Navigating SNAP enrollment and recertification can be daunting. Caregivers cited unexpected loss of benefits due to complex paperwork and frequent errors in processing, which put them at risk of losing vital support.
Policy Opportunity: Simplify recertification, consider extending renewal periods, and implement automated notifications to minimize the administrative burden on caregivers.
Caregivers expressed enthusiasm for online enrollment and mobile app-based benefit management, finding these options less stigmatizing and more convenient. For instance, the WIC app helps families track eligible items and updates.
Policy Opportunity: Expand online enrollment, virtual support options, and app-based benefit tracking for both WIC and SNAP. These tools provide accessible alternatives for families facing logistical barriers to in-person benefits enrollment and redemption.
Many caregivers suggested that enrolling in WIC and SNAP at health care facilities, such as pediatric clinics, would increase participation. Given the overlap between WIC and SNAP eligibility and families already receiving care, integrated enrollment would minimize redundant visits and simplify access.

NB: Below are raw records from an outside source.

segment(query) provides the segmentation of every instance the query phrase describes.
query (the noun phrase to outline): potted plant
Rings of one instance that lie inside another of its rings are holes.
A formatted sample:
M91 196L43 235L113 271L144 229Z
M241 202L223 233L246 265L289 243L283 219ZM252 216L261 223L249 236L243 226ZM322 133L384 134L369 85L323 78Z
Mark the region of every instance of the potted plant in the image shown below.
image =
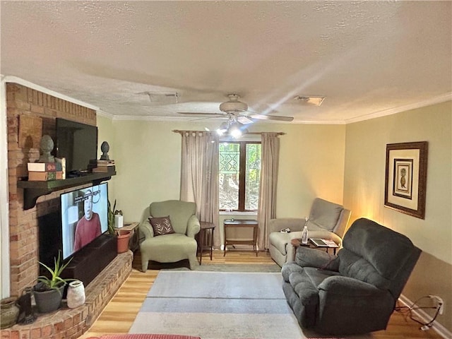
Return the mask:
M127 230L119 230L114 227L114 215L122 215L122 210L116 209L116 200L112 209L112 205L108 201L108 232L117 237L118 253L124 253L129 250L129 242L131 232Z
M63 299L64 286L68 282L74 280L63 279L60 276L71 260L63 264L61 252L59 252L58 258L54 258L53 268L40 261L40 264L49 273L49 276L37 277L37 283L33 287L33 295L40 313L49 313L59 309Z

Policy Opportunity: Launch pilot programs that embed WIC and SNAP enrollment within clinical settings, ideally facilitated by patient navigators trained in benefits access.
By highlighting these caregiver perspectives, this study underscores the importance of refining WIC and SNAP to ensure they meet families’ needs effectively and respectfully. Policymakers can make tangible improvements by addressing barriers like stigma, product restrictions, eligibility limitations, and administrative complexity. Streamlined processes and a greater focus on flexible, accessible, and dignity-focused programs can ultimately make WIC and SNAP more effective in achieving their core goal: providing consistent and equitable nutritional support to needy families.
The study, “Caregiver Perspectives on Improving Government Nutrition Benefit Programs,” was published on October 8, 2024 in Pediatrics. Authors include DanaRose Negro, Mishaal Yazdani, Lindsay Benitez, Chén C. Kenyon, Alexander G. Fiks, and Aditi Vasan.